Get dataframe with coefficients of a model in Pipeline.

The step before the model has to have a get_feature_names_out method.

If a simple estimator is provided, it creates a pipeline with a BaseTransformer. In that case, the feats input is not optional and there is no need for a get_feature_names_out method.

Parameters:

pipe – pipeline or estimator
feats – (optional) list of features the estimator uses.

Return result:

pandas DataFrame with a Feature column with the feature names and a score column with the coefficients values ordere by absolute magnitude.

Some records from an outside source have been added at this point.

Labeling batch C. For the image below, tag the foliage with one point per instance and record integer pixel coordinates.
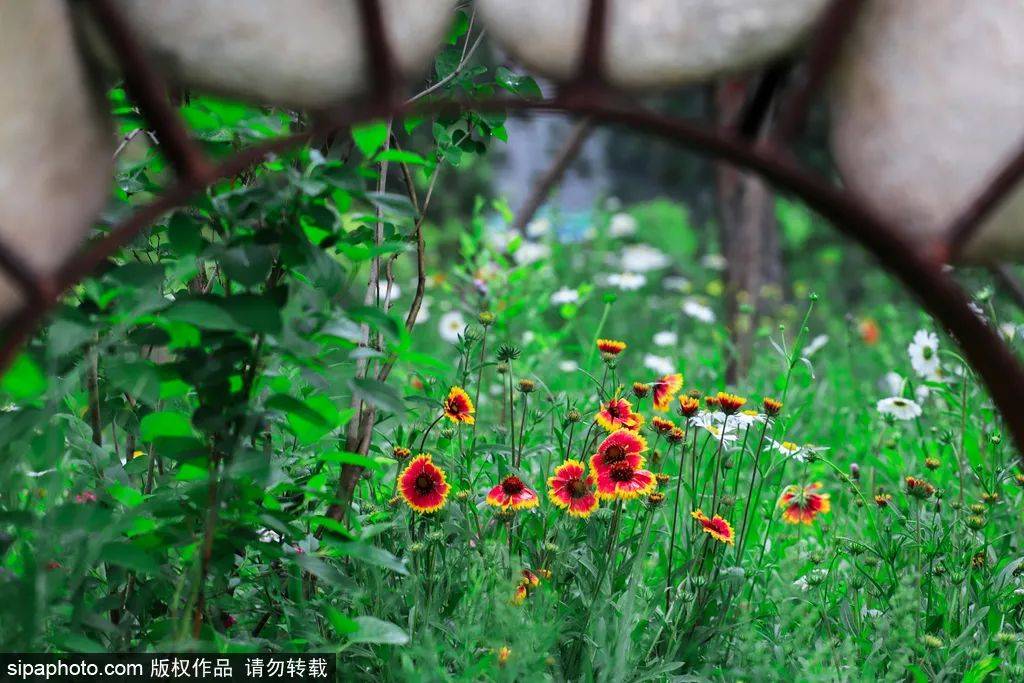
(176, 440)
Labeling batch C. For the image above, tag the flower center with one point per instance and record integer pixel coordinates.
(424, 484)
(512, 485)
(622, 472)
(614, 454)
(577, 487)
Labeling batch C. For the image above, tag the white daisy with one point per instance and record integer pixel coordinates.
(622, 225)
(568, 366)
(697, 310)
(531, 252)
(538, 227)
(924, 352)
(791, 450)
(268, 536)
(666, 338)
(728, 436)
(383, 289)
(676, 284)
(423, 314)
(658, 364)
(893, 383)
(627, 282)
(815, 345)
(563, 296)
(643, 258)
(452, 325)
(899, 408)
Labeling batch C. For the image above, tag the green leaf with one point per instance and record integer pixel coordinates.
(309, 431)
(202, 314)
(382, 395)
(524, 86)
(185, 235)
(129, 556)
(373, 630)
(342, 625)
(24, 380)
(165, 424)
(370, 137)
(126, 496)
(345, 458)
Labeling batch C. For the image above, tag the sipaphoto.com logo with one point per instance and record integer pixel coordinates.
(70, 669)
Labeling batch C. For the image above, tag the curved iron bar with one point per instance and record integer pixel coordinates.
(938, 292)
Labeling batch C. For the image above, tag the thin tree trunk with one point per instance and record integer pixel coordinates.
(750, 243)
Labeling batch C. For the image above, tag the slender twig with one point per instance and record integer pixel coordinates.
(147, 89)
(559, 165)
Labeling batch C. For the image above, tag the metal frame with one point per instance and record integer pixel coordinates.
(922, 271)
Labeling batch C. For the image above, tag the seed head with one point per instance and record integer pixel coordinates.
(508, 352)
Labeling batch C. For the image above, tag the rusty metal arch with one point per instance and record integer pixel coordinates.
(922, 271)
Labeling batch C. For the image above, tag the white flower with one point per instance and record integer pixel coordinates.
(500, 240)
(697, 310)
(452, 325)
(563, 296)
(714, 262)
(666, 338)
(676, 284)
(815, 345)
(382, 291)
(423, 314)
(531, 252)
(568, 366)
(901, 409)
(627, 282)
(622, 225)
(791, 450)
(893, 383)
(658, 364)
(538, 227)
(728, 436)
(268, 536)
(642, 258)
(924, 352)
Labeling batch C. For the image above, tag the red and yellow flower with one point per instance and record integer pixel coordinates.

tubesml.model_inspection.get_feature_importance(pipe, feats=None)

Get dataframe with the feature importance of a model in Pipeline.

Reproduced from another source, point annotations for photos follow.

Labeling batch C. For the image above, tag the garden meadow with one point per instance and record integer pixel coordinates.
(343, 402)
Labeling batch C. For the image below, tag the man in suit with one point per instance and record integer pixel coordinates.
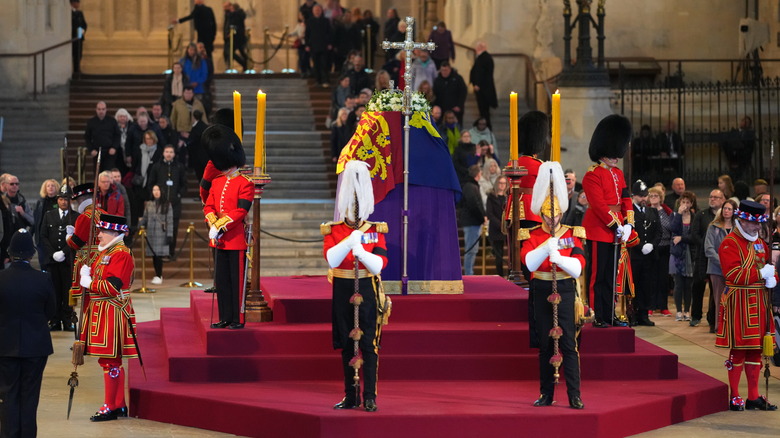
(643, 257)
(26, 303)
(205, 24)
(58, 256)
(481, 77)
(77, 22)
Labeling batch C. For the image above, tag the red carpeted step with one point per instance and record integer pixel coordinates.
(489, 298)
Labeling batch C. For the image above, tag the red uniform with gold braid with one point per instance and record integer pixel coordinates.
(109, 321)
(343, 279)
(569, 245)
(227, 205)
(746, 310)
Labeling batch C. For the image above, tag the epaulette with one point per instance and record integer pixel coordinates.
(381, 227)
(325, 227)
(525, 233)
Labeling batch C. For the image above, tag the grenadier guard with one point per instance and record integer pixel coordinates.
(58, 256)
(547, 246)
(230, 198)
(609, 218)
(346, 241)
(108, 330)
(746, 311)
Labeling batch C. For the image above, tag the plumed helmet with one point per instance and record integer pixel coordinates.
(223, 147)
(533, 133)
(356, 190)
(541, 201)
(21, 246)
(610, 138)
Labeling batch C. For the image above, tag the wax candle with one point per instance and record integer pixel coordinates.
(555, 152)
(237, 114)
(260, 132)
(513, 126)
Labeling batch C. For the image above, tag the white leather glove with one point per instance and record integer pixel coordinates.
(552, 245)
(570, 265)
(372, 262)
(85, 281)
(767, 271)
(626, 233)
(355, 237)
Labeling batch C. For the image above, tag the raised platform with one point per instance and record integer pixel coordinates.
(449, 366)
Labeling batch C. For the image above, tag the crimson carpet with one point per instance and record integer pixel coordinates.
(450, 365)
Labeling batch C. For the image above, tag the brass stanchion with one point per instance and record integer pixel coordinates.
(484, 250)
(143, 289)
(191, 236)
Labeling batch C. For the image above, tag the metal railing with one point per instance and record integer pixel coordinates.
(42, 54)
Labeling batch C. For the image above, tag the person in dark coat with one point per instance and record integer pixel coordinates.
(205, 24)
(77, 21)
(26, 303)
(171, 177)
(319, 43)
(57, 256)
(643, 255)
(481, 77)
(450, 90)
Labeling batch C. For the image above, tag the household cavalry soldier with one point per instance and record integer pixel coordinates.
(547, 246)
(746, 313)
(355, 238)
(108, 331)
(78, 234)
(533, 138)
(609, 218)
(58, 256)
(229, 201)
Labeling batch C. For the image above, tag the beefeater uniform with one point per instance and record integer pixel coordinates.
(370, 322)
(745, 313)
(610, 206)
(105, 332)
(569, 245)
(230, 198)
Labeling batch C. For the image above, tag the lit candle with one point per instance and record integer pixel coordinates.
(260, 132)
(237, 114)
(555, 152)
(513, 126)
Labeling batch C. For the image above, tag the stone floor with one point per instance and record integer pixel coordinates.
(694, 346)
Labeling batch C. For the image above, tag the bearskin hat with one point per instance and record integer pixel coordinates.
(610, 138)
(533, 133)
(223, 147)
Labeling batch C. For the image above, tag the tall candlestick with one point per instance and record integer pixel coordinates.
(555, 152)
(237, 114)
(260, 132)
(513, 126)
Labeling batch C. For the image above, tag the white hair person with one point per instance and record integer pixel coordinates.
(355, 189)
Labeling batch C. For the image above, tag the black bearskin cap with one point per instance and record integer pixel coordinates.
(611, 138)
(223, 147)
(533, 133)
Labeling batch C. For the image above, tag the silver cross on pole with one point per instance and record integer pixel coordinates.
(408, 46)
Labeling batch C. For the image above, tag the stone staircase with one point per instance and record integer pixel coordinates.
(32, 138)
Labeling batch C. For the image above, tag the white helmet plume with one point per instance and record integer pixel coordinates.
(550, 169)
(356, 187)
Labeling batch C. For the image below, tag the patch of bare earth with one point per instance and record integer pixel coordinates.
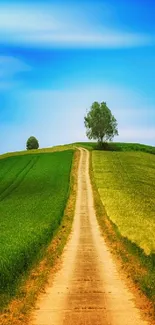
(87, 289)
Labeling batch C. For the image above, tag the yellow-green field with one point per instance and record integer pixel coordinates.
(126, 184)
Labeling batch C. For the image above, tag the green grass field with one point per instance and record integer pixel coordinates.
(126, 184)
(33, 194)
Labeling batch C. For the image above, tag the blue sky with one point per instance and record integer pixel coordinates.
(57, 57)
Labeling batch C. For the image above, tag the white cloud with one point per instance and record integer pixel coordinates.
(50, 26)
(57, 117)
(9, 66)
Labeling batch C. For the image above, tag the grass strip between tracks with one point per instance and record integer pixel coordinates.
(18, 311)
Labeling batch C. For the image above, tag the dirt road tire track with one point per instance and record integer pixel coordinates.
(87, 290)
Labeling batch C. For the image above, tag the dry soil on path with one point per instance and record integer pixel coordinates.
(87, 290)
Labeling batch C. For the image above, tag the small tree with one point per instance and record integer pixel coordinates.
(32, 143)
(100, 124)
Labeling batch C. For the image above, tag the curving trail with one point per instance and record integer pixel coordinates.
(87, 290)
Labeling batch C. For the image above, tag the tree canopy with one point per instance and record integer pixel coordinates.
(32, 143)
(100, 124)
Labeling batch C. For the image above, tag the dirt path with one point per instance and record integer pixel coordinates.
(87, 290)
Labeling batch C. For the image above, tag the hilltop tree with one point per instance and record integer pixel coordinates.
(100, 124)
(32, 143)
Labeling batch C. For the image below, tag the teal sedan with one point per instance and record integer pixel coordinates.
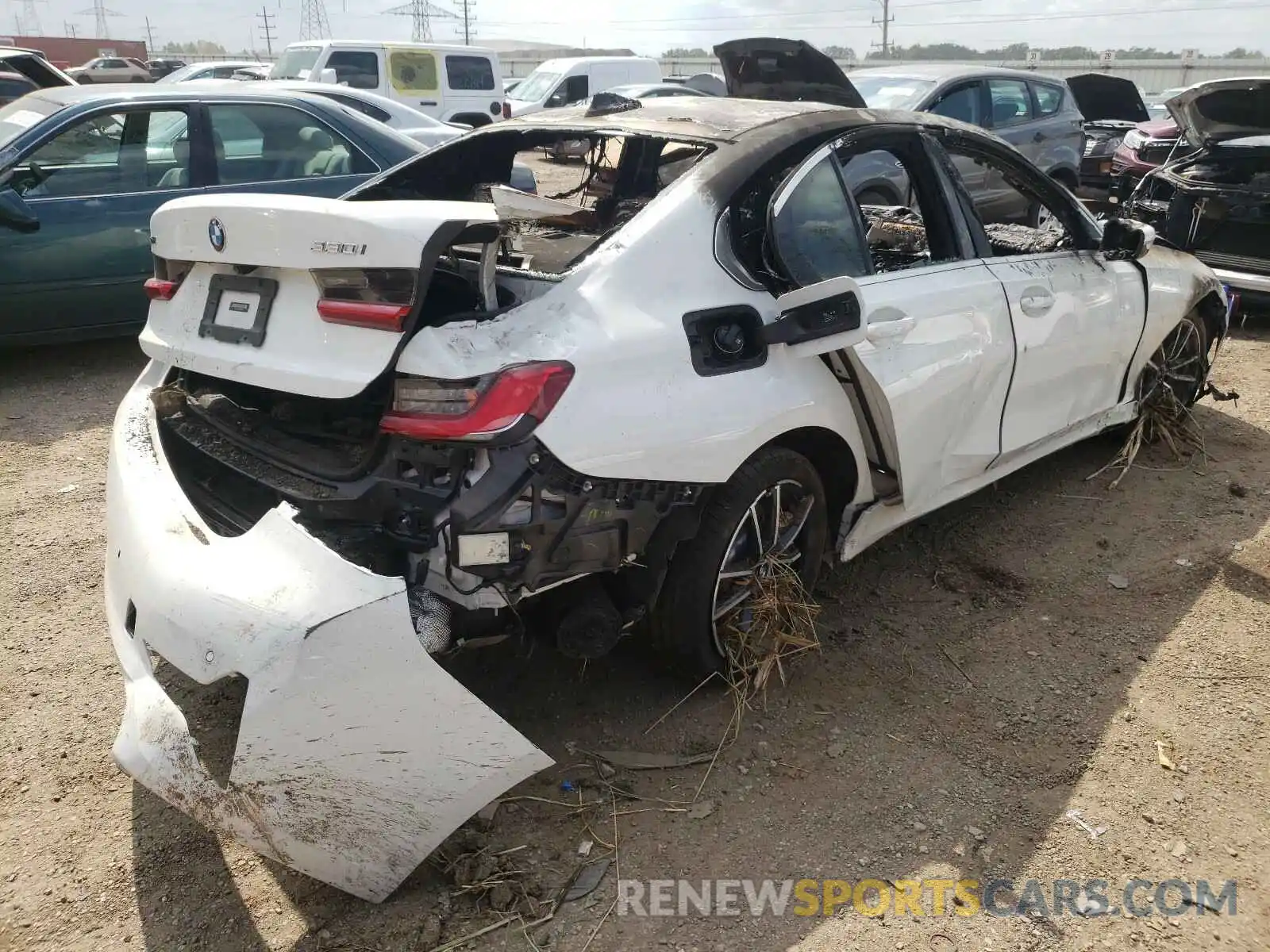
(83, 169)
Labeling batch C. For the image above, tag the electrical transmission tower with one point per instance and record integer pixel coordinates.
(31, 19)
(267, 29)
(887, 19)
(422, 13)
(101, 13)
(313, 21)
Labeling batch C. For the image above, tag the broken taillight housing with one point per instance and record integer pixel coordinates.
(503, 406)
(169, 274)
(366, 298)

The step before the model has to have a get_feature_names_out method.

If a simple estimator is provided, it creates a pipeline with a BaseTransformer. In that case, the feats input is not optional and there is no need for a get_feature_names_out method.

Parameters:

pipe – pipeline or estimator
feats – (optional) list of features the estimator uses.

Return result:

pandas DataFrame with a Feature column with the feature names and a score column with the feature importances values ordere by magnitude.

tubesml.model_inspection.get_pdp(estimator, feature, data, grid_resolution=100)

Calculates the partial dependence of the model to a variable. It is a wrapper around sklearn.inspect.partial_dependence

Parameters:

estimator – model or pipeline with a predict method. If the fit method was not previously called, it will throw an error.
feature – string or tuple of 2 strings. The feature for which to create the partial dependence. If it is a tuple, a 2-way partial dependence will be created.
data – pandas DataFrame. It must contain the features the estimator uses to generate predictions. If feature is not present in this dataframe, an error will be raised.
grid_resolution – Integer, default 100. The number of equally spaced points on the grid.

Returns:

pandas DataFrame with columns x (the feature values in the grid), feat (the feature name), y (the values of the partial dependence). If feature is a tuple, there is also another column x_1 with the values in the grid of the second feature of the tuple. If feature is a string, x_1 is empty.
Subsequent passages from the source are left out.